Source:
Housing WireBy AMY MCALISTER
Published: June 23, 2008
The nation is in the throes of a housing downturn that researchers at Harvard University’s Joint Center for Housing Studies said Monday morning was “shaping up to be the worst in a generation.” While the falloff in housing starts, new home sales, and existing home sales already rivals the worst downturns in the post World War II era, the study found that home price declines and mortgage defaults are the worst on records that date back to the 1960s and 1970s.
“The slump in housing markets has not yet run its full course,” said Nicolas Retsinas, the director of the Joint Center for Housing Studies, echoing what has alreadly become prevailing sentiment among most economists.
“Mortgage rates have barely responded to the aggressive easing of the Federal Reserve, the supply of for-sale vacant units continues to grow, and much tighter underwriting is locking many would-be homebuyers out of the market.
“With home prices falling in most metropolitan areas, homeowners are tightening their belts, remodeling less, and staying on the sidelines.”

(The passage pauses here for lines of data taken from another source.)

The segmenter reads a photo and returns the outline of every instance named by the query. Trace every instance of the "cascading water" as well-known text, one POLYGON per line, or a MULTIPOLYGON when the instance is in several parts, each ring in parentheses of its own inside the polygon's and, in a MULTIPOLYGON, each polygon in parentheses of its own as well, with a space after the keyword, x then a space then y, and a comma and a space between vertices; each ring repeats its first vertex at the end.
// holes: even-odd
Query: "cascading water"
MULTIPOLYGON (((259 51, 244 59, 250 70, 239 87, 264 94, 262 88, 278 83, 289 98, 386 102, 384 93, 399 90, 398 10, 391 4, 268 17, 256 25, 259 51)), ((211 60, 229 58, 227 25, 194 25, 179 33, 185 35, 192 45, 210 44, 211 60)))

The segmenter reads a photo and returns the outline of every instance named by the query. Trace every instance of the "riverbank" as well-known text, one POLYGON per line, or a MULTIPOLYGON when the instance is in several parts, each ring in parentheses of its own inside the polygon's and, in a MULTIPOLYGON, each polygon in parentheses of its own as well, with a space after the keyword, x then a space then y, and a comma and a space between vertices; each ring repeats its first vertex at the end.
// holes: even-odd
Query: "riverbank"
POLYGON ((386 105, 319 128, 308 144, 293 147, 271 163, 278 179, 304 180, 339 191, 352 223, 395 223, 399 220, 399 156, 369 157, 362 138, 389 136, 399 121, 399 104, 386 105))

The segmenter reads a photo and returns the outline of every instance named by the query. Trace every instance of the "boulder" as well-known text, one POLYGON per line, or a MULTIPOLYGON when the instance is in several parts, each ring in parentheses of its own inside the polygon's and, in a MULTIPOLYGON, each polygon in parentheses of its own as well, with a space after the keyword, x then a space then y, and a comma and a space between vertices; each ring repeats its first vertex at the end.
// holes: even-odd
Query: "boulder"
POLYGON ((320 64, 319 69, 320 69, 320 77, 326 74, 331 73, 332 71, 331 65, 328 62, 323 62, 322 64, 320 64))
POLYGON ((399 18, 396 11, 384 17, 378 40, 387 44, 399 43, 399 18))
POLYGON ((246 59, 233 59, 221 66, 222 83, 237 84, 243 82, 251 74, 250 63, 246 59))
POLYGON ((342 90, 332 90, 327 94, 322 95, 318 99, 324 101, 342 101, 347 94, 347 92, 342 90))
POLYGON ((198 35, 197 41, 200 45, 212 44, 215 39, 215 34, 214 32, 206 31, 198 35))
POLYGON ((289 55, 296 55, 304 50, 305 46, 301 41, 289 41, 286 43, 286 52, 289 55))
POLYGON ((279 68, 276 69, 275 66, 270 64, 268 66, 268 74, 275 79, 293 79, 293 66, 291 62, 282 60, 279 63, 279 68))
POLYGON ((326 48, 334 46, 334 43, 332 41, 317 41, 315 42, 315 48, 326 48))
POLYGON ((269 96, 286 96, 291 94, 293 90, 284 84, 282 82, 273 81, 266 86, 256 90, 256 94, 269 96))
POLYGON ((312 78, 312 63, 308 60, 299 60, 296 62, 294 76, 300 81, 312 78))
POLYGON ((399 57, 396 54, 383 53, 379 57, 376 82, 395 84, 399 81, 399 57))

Buyers are also entering foreclosure at a record rate, thanks to lax lending standards that saw the number of borrowers paying more than half their income on housing skyrocket from 6.5 million in 2001 to 8.8 million in 2006, according to the study’s data. The number of homes entering foreclosure nearly doubled to 1.3 million in 2007 from about 660,000 in 2005 — numbers that are likely to get much worse this year, based of activity thus far.